Complexity is the enemy of Populism

Simple solutions to complex problems are incredible attractive – and utterly doomed. How much damage will be done while they're tried?

A complex industrial pipe system: left side black-and-white line art; right side colored with bright yellow, pink, teal, and turquoise, highlighting the intricate layout.

Dan Hon on Melon Husk’s exit from the US Government:

The kind of person who says that you can rebuild social security in 3 months is the kind of person who also says, “twitter is easy, I can do it in a weekend”. It is a fundamental misapprehension of the scope of the problem and complexity that the thing (“social security”, or more accurately, “the things the social security administration does”) addresses and is charged with dealing with. “Twitter” does not reduce down to “microblogging”. Not anymore.

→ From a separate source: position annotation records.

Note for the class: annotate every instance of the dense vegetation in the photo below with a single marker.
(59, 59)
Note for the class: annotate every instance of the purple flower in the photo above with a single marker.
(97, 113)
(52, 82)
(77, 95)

Musk has run into the classic populist’s trap of assuming things are simple, assuring people things are simple, pushing ahead as if things were simple. And then getting horribly mired in complexity. (One might make an interesting comparison here with Tesla and self-driving cars. It’s an easy problem to solve in a controlled environment, and a fiendishly intractable one in the messy reality of our streets.)

Simplicity is an often seductive lie. Think of all those “the five habits of highly successful founders” style articles that infested Medium and are now creeping like a fungal infection through Substack. They sell an attractive simplicity — I can do these few things and be successful – and abstract away a whole bunch of complexity, like the role of both timing and luck in success, for example.

Failure to manage complexity

But it becomes even more attractive when the complexity of life is being badly handled by governments. The globalisation of the past 20 years or so was an incredibly effective network of systems that allowed the creation of our modern digital economy – but it’s also fiendishly complicated and so very fragile. It was unintentionally disrupted by the pandemic, and so we unexpectedly found ourselves starting to care about previously niche issues like supply chains. And now it’s being threatened by an orange-hued populist who has sold the people who were hurt by the complexity of the globalised world on a simple solution. Tariffs will not work. That much is obvious. It will only make the lives of the people who voted for them worse.

But, fundamentally, this door has been opened by previous governments doing the easy bit – reaping the rewards of globalisation – without doing the really hard bit – insulating their populations from the worst consequences of it. These two ideas are constantly in tension: the benefits of complexity, the attractions of simplicity. There are ways of handling that healthily. Putting the phone away and walking in the woods for a few hours is a great way of finding a break, through simplifying and focusing your attention for short periods, before returning to the messy complexity of digital life.

The unhealthy way is in pretending to ourselves that there are simple solutions to complex problems. Should we ban phones in schools? Well, it would seem an easy solution to the issue of digital distraction. But there are many benefits to our young people having phones, too. Maybe we should think more about what apps we provide them with access to, and how much time we allow them to spend on them, as we navigate towards a healthy balance of benefits and risks.

Manage complexity to inoculate against populist simplicity

When we manage complexity well, simplicity is less attractive. Nobody seriously wants to go back to landline phones because smartphones offer us much greater benefits. They are massively more complex than landlines, but most of that complexity is both invisible to us, abstracted away by good design, and doesn’t make our lives manifestly worse. This is the idea, and what made the iPhone the most successful consumer product ever.

To push back the populist surge, governments need to do two things:

  • successfully manage complex situations to the benefit of the populace
  • communicate this, while resisting the urge to pretend solutions are simple

You need both. Either one on their own will not be enough — although the former is more important than the latter. Such a shame, then, that most have concentrated on the latter – and that’s why we’re in the global situation we’re in.

In the end, populist fail because, as Musk has discovered, their simple solution will not and cannot work. The lies that got them in power will not sustain them in power, as reality will eventually assert itself. And reality is complex.

The catastrophic interconnectedness of things

Nearly six years ago, I sat through a talk – while liveblogging it – that opened my eyes to this.

As Indy Johar said:

Perhaps we’re coming to the end of a system of thinking. For hundreds of years, we’ve seen the world in terms of objects – by separating things and defining them. Now the interconnectedness of things has become visible and, in some cases, catastrophic.

Today’s populism is a desperate attempt to turn back the clock, to impose an imaginary simplicity on a fundamentally complex reality. It will fail. The only question is: How much damage will it do in the meantime?